Even though you may not have a Superbowl sized marketing budget, it's time to strategize for 2018! A marketing budget typically covers costs for advertising, promotion and public relations. The size of the business can usually help determine how much of its annual sales it spends on marketing. It also depends on the amount of money the competition is spending advertising. Depending on the industry, marketing budgets can range from as low as 1% of sales to over 30%. New companies may spend as much as 50% of sales for introductory marketing programs in the first year. Smaller business may just try to match the spending of their direct competitors.

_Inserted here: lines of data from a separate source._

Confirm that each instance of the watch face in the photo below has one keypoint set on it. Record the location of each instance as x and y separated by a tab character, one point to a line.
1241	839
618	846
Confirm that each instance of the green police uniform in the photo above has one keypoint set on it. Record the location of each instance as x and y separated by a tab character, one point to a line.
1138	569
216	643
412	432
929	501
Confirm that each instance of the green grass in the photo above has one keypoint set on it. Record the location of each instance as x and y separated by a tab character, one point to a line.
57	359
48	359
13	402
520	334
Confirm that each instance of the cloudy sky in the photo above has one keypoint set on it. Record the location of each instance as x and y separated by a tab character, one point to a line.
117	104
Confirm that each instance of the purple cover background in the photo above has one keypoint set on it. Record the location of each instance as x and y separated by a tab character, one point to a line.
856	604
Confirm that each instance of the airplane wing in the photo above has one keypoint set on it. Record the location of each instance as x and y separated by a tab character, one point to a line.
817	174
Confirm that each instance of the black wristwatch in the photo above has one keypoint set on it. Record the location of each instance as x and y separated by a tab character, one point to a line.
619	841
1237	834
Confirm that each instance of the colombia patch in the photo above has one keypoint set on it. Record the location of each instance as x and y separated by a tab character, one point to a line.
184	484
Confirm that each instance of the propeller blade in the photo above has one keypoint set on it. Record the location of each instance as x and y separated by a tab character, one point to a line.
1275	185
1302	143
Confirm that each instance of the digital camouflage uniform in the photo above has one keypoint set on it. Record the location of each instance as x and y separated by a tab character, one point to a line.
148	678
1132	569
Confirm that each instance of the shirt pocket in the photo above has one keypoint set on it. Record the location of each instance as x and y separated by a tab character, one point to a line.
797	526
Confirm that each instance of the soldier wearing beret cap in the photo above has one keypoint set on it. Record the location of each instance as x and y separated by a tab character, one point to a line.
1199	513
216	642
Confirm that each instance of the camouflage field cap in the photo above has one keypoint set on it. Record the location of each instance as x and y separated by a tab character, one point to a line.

In an age of instantaneous communications, a phone and on hold message program are still important tools for your business.
First impressions count. Business phone etiquette can make or break a small business. Since phone calls and on hold messages are often the first impression of a business, a good experience on the phone can make a loyal customer for life.
Don’t underestimate the value of individual human interaction to customers’ perception of your business. When a customer truly needs help right away, they don’t want to deal with extensive phone menus or online chat robots…they just want real help from a real person.
A friendly voice answering the phone, followed by an equally pleasant on hold message, if a caller is put on hold, serves as a virtual “front door” to your business. Professional phone service and custom on hold messages make small companies sound big and bigger companies sound more personable.
According to recent research, sponsored by the American Teleservices Association, 41% of American consumers yearly initiate a purchase over the phone.
On hold statistics also tell a positive story. Nationwide Insurance found that when it played promotional messages, callers stayed on the line 130% longer. Pilkington AGR reported that sales of their non-glass products increased 100% 30 days after they implemented a national On Hold Messaging program from BusinessVoice. SP/Barron Propane experienced a 1,100% return on investment from their BusinessVoice On Hold Messaging program within 12 months. During the same period their expenditures for newspaper advertising returned no traceable results.
Believe it or not, the phone still handles 68% of business customer communications. Even though it might seem outdated to some newer companies who may want to focus on communication channels like email, live chat and social media, the phone shouldn’t be forgotten. Today, social media channels handle just 3% of customer queries. Small businesses should take particular heed to this as anything that helps them improve their customer service gives them an advantage over other businesses.
Whether customers are calling with complaints or basic questions, they expect to be able to reach you immediately —or, at the very least, have their voicemail returned promptly. Features such as call waiting, call return, and call forwarding help you receive and return important calls as quickly as possible.
If a customer is unhappy, phone interactions often provide you with a better shot at turning the situation to your favor than those online—which can be easy to misread without vocal cues. “Often times an unhappy customer actually cares more about just feeling like they’ve been understood,” writes Soldsie marketer Josh Brown in “5 Ways to Turn Your Unhappy Customer into a Valuable Resource.”
A friendly voice on the other end a phone call or on hold experience humanizes your business. It reminds customers that you and your staff are people, too—and that you’re there to help them with whatever needs they might have.